Balles de neige, en plein nez

Les attachants personnages du film avec acteurs font toujours sourire dans leur version désincarnée, mais ce film s’adresse à un auditoire plus jeune que le précédent.
Photo: Séville Les attachants personnages du film avec acteurs font toujours sourire dans leur version désincarnée, mais ce film s’adresse à un auditoire plus jeune que le précédent.

Fort du succès culte de La guerre des tuques d’André Melançon, le premier et le meilleur des Contes pour tous, produit en 1984 par Rock Demers, cette charmante adaptation en animation 3D devrait captiver encore parents et enfants.

Une bonne histoire demeure une bonne histoire (même si l’original mérite d’être revu). Les attachants personnages du film avec acteurs font toujours sourire dans leur version désincarnée, mais ce film s’adresse à un auditoire plus jeune que le précédent.

Les visages dessinés des petits héros peuvent paraître assez simplistes, les personnages secondaires caricaturaux, ce procédé accentue toutefois leurs côtés comiques. Les adultes, naguère peu présents, sont disparus du paysage et ne manquent à personne. Ce n’est pas leur guerre à eux.

Rappelons que cette histoire de conflit de clans entre enfants dans un village de Charlevoix (Saint-Irénée, en partie reconstitué a remplacé Baie-Saint-Paul) a pour point focal un fort de neige, pour la conquête duquel les enfants se battent à coups de balles de neiges catapultées ou pas.

Sophie (voix de Mariloup Wolfe) et Luc (Nicholas Savard L’Herbier), les deux chefs de bandes, se reluquent, conférant deux doigts de romance à l’action.

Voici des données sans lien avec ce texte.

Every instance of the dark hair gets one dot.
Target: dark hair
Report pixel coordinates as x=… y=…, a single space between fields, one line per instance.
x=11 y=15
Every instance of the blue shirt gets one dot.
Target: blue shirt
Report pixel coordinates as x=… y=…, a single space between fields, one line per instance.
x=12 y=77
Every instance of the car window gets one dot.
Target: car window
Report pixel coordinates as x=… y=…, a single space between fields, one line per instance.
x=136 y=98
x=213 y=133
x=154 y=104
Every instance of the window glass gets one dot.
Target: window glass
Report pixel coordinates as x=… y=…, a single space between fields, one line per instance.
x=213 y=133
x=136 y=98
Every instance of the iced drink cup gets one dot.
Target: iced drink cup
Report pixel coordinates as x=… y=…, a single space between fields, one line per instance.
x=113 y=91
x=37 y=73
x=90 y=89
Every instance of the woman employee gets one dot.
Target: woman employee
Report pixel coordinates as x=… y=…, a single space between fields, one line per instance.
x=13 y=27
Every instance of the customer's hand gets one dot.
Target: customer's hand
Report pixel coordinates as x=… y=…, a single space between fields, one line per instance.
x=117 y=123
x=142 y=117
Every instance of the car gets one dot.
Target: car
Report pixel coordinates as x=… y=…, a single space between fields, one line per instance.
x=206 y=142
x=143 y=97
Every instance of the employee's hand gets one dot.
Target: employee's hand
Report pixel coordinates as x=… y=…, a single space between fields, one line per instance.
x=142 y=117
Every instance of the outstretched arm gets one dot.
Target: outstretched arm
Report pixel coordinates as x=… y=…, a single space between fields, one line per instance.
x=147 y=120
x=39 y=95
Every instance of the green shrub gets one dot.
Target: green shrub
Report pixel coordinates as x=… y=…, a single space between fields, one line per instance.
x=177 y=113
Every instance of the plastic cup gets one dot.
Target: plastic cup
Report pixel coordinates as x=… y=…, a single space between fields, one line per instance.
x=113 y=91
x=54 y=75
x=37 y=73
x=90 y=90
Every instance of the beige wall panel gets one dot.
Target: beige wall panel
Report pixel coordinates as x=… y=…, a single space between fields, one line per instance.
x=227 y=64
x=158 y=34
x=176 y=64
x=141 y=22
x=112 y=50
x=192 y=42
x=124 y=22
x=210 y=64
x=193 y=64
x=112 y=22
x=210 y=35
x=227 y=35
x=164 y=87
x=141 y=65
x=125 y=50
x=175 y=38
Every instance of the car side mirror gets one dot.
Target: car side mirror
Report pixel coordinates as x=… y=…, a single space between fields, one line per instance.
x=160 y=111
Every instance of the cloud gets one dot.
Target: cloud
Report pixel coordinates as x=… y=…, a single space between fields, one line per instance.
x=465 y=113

Plusieurs protagonistes demeurent savoureux: le brillant « François les lunettes » aux traits asiatiques qui dessine le fort, ses recoins secrets et ses armes offensives (Hélène Bourgeois-Leclerc); les jumeaux un peu bébêtes (grasseyant de concert par la voix d’André Sauvé la réplique célèbre: « La guerre, la guerre, c’est pas une raison pour se faire mal ! »). Sophie Cadieux donne de la voix à la petite Lucie, éternelle enragée si savoureuse.

L’émotion sera au rendez-vous en dernière partie avec le drame entourant la chienne Saint-Bernard, Cléo, amie des deux camps.

On applaudit à la mise en scène vraiment solide sur effets de plongées, zooms, plans diversifiés (Jean-François Pouliot, cinéaste de La Grande séduction s’en est donné à coeur joie), aux côtés de François Bisson attelé aux dessins. Les paysages se révèlent particulièrement réussis, avec ce village québécois de conte de fée dans ses Laurentides plus imposantes que nature, ployant comme les toits des maisons sous la neige. Le rythme du film est efficace, plus ramassé que dans la version originale, sans temps morts. Le personnage de Luc a perdu de son ambiguïté et gagné des traits sympathiques, tandis que certaines figures secondaires s’estompent.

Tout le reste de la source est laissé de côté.